People just don’t like the stock market, and they probably won’t for a long time.

Since the end of the financial crisis, individual investors have invested nearly nothing in the stock market in aggregate. Individual investors may be suffering a crisis of confidence, and retail buying may not be coming back any time soon.

“Look, it took over a decade of incredibly high dividend yields to bring people back to the stock market after the Great Depression,” Mike Thompson, head of S&P Global Market Intelligence’s Investment Advisory Services told Business Insider.

“It’s going to take years and years to get average investors back into stocks this time.”

This crisis of confidence also has shown up in investor sentiment surveys, according to the analysts at Bespoke Investment Group.

“Since the end of the financial crisis in 2009, our view has been that it’s going to take decades, not months or years, for individual investors to fully trust the market again,” said a note circulated by Bespoke on Wednesday.

“This view has certainly played out during the current bull market, because over the last seven years we have yet to see any individual investor sentiment readings turn excessively bullish.”

Bespoke came to the conclusion by measuring the difference in the proportions of bullish institutional and individual investors in Yale’s investor sentiment survey.

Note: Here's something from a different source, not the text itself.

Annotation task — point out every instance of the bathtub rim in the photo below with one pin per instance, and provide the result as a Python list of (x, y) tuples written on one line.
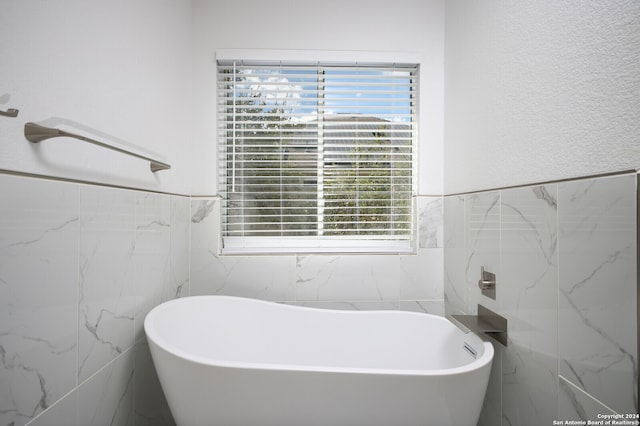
[(154, 336)]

Since the middle of the last decade, individual sentiment has generally run below that of institutions, meaning wealthy individual investors are more worried about the market than large scale fund managers.

“It appears that all of the lost money from the Dot Com bubble and the Financial Crisis has permanently scarred a generation of individual investors, and only time and a new generation will be able to change this dynamic,” said the note.

In Bespoke’s assessment, this is a phenomenon that could persist until the old guard gives way to investors that have fewer traumatic memories of the crisis. According to Thompson, it won’t be quite as hard as that, but a long period of stock price growth along with serious incentives similar to the dividend growth seen after the Great Depression would be needed.

Either way it seems that mum and pop investors are wary of dipping their toes in the stock market waters, and it’s unlikely they are going to be taking a dip any time soon.